Q: How do I confirm a sale happened and not just a transfer?

A: Look for two things together—payment transfer (usually SOL or stablecoin) and a token transfer tied to the same transaction (or tightly linked consecutive transactions), plus marketplace program instructions or memo tags. If the payment is to a marketplace escrow account, and then an instruction releases the token, that’s a sale pattern.

Q: Can I rely solely on explorers for forensic work?

A: Nope. Explorers are great, but for deep forensic work you should pull the raw transaction JSON from an RPC node and inspect inner instructions and logs yourself. Explorers decode a lot, but they can miss custom programs or obfuscations. Use both: explorer for speed, raw data for depth.
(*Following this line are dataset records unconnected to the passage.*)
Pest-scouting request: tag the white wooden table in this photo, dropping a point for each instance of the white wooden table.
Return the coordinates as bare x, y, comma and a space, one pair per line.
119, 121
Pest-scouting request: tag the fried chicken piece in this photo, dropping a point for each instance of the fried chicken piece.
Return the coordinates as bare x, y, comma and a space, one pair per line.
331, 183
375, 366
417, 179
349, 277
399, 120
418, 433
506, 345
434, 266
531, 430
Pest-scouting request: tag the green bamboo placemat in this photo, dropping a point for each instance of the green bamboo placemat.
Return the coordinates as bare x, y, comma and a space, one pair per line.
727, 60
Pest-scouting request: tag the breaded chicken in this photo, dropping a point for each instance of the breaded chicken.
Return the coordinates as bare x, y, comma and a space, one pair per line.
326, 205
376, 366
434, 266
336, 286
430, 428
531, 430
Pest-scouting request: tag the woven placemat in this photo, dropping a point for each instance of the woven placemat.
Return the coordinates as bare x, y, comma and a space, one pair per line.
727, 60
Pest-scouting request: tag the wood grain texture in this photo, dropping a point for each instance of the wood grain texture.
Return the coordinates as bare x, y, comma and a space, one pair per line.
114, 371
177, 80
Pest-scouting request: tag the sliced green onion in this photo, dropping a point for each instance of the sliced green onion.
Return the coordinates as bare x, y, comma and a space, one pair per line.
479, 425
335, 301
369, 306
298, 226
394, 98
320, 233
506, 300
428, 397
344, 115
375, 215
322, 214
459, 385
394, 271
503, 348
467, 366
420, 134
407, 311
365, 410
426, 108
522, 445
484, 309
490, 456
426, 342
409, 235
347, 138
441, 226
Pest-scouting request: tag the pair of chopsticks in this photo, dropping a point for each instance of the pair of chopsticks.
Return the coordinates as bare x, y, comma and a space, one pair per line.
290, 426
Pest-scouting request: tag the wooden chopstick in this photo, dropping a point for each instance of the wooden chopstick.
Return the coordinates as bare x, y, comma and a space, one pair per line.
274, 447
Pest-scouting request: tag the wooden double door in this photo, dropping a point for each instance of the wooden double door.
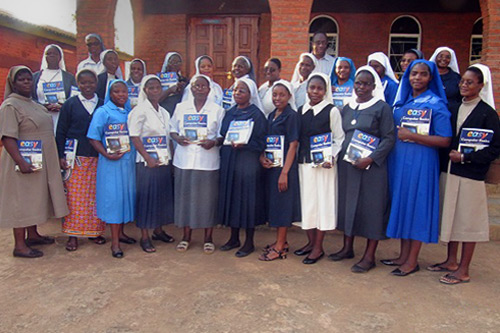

Okay — final thought. Tracking Solana activity is part forensics, part pattern recognition, and part walking through a story left by programs and people. It’s satisfying when the pieces click. I’m biased toward explorers that surface instruction-level details quickly, but I’m also pragmatic: sometimes a quick wallet search and a memo check answers the question. Keep your tools sharp, your instincts engaged, and expect surprises… because they arrive often, and they teach you more than success does.